In recent years, they have funded an endowed scholarship program at the university and announced a $1.67 million gift to establish the Zeigler Institute for Professional Development (ZIPD). ZIPD has been hugely popular, providing a comprehensive educational experience designed to build both personal and professional capacities, help students make informed career choices, and set them on a path towards success in the business world.
Their latest gift is a continuation of their commitment to shape a new generation of business leaders.
“Bloomsburg University is forever indebted to Terry and JoAnn Zeigler,” says President David Soltz. “Their vision for the Zeigler College of Business, their passion for providing opportunities for students from every walk of life to have access to an outstanding business education, and their tremendous generosity will have a lasting influence. I am thrilled that the first named college on our campus will carry the Zeigler name.”
Dean Krug echoes those sentiments. “Terry and JoAnn represent all that is good about Bloomsburg University,” he notes. “They are smart and savvy, real and authentic in all ways, visionary in their outlook, unwavering in their efforts to make good things happen, and always, always, looking for ways to improve the student experience at BU. They see this gift as an investment. I couldn’t be more pleased that they have chosen to make that investment in the Zeigler College of Business.”
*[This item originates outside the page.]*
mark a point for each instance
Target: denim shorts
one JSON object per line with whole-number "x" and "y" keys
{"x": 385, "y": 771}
So, back to the question of how the Zeiglers were able to stretch as far as they did with their support of BU. The equation is simple. They worked hard all of their lives. They saved consistently and aggressively for four decades, living in the same modest home for 37 years. They invested in real estate early in their marriage, buying condemned homes and burning the midnight oil to fix them up and prepare them for rental. And Terry dedicated his career to a small business he co-founded in his 20s — a business that is now widely regarded as a best-in-class enterprise.
Add it all up and the impact is clear: not just a name on a building but a legacy that will pay dividends for Bloomsburg students and faculty far into the future. •
Ronald Arena is a writer and communications consultant.